Patente que a possibilidade de buscar a produção de provas por via administrativa, sem autorização judicial, confere enorme desproporção à atividade da defensoria face à advocacia e a equipara aos órgãos de investigação e persecução – e tudo por ato normativo de caráter regulatório, sem autorização legislativa ou de regramento adstrito ao organismo beneficiado. Um desvio de função inadmissível no Estado Democrático de Direito.
Por outro lado, a Segurança Pública paulista, ou o que resta dela no estado, bem como o Ministério Público, ganharam de graça um “encosto” nocivo às suas atividades cotidianas.
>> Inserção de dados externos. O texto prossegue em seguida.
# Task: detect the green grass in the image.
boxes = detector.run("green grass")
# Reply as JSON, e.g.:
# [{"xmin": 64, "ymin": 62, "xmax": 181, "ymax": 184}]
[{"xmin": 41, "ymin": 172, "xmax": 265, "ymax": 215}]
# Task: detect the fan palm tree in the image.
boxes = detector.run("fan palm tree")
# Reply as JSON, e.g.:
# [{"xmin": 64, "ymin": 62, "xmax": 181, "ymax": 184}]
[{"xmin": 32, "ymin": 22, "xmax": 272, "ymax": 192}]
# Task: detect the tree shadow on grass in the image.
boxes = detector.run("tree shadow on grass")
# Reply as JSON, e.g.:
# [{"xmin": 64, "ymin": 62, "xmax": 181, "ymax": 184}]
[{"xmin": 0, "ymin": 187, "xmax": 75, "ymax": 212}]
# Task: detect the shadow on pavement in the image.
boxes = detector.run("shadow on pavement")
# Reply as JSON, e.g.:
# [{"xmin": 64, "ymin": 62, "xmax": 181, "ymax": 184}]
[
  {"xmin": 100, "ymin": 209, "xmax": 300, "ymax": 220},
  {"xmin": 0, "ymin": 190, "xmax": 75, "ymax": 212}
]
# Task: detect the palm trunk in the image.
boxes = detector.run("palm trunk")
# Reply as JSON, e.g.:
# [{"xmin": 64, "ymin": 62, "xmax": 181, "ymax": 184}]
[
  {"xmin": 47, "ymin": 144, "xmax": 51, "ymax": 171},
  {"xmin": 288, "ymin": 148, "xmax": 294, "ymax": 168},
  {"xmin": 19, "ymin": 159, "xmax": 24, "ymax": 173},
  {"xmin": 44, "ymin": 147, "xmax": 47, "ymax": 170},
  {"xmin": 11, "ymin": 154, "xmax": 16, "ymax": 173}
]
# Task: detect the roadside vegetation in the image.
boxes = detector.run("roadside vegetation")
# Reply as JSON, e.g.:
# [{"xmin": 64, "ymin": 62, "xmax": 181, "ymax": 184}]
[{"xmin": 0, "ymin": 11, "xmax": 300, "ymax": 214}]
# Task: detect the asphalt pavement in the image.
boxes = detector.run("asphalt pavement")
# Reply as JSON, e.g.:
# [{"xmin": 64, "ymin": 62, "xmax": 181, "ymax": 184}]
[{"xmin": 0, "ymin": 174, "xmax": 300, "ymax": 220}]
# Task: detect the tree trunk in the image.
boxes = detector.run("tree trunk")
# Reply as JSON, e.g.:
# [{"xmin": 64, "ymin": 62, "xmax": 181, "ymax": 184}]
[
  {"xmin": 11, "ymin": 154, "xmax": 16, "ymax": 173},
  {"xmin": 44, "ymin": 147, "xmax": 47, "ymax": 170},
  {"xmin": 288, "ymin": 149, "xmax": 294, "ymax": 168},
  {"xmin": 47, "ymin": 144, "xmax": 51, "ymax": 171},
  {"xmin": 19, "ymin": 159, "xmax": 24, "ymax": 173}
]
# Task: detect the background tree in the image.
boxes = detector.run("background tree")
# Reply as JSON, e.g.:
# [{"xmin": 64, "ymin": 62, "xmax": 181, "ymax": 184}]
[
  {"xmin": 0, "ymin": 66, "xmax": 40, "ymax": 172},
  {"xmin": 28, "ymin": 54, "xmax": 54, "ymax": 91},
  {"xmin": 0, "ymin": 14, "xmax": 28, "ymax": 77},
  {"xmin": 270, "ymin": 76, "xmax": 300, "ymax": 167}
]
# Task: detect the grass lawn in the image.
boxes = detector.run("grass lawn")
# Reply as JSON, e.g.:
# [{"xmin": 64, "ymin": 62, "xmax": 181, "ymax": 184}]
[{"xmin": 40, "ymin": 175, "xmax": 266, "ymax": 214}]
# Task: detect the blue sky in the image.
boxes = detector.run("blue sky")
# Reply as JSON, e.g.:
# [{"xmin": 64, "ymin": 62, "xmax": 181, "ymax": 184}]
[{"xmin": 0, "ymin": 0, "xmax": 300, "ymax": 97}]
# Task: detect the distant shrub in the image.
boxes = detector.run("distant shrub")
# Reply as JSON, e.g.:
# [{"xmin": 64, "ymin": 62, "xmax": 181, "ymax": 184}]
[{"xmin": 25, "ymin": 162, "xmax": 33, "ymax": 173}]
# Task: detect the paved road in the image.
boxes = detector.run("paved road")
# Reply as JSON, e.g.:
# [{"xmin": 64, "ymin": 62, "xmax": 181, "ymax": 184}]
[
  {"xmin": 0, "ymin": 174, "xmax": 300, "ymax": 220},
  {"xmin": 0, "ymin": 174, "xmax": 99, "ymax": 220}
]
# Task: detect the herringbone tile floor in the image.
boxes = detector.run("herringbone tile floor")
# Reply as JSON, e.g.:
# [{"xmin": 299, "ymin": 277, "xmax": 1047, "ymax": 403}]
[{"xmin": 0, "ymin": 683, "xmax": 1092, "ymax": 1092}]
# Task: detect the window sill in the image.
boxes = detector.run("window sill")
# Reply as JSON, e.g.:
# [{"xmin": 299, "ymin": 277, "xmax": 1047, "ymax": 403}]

A defensoria pública fará uso das mesmas estruturas dos órgãos de investigação e persecução para alimentar eventuais pretensões ideocráticas, contra-investigativas ou voltadas à defesa de direitos homogêneos, sem qualquer filtro judiciário..
Conclusão
O governo do estado, que já não conseguia reprimir baile funk sem ter um defensor no cangote do policial, agora não terminará uma execução de ato sequer, sem um arremedo de investigação ou contraperícia obtida na mesma fonte, isso somado às demais rusgas e conflitos já existentes.
Parabéns ao Governo Paulista. Criou (mais) um monstro.
Notas:
(*1) Pedro, Antonio Fernando Pinheiro: “A República dos Bananas Assassinos”, in The EAgle View – Blog, in http://www.theeagleview.com.br/2014/01/a-republica-dos-bananas-assassinos.html, visto em 18/12/2017.
(*2) Delegados – Portal Nacional, https://www.delegados.com.br/noticia/defensor-publico-agora-tem-poder-de-policia-e-pode-pedir-pericia
Antonio Fernando Pinheiro Pedro é advogado (USP), jornalista e consultor ambiental. Sócio diretor do escritório Pinheiro Pedro Advogados. Integrante do Green Economy Task Force da Câmara de Comércio Internacional, membro do Instituto dos Advogados Brasileiros – IAB e Vice-Presidente da Associação Paulista de Imprensa – API. É Editor-Chefe do Portal Ambiente Legal e responsável pelo blog The Eagle View.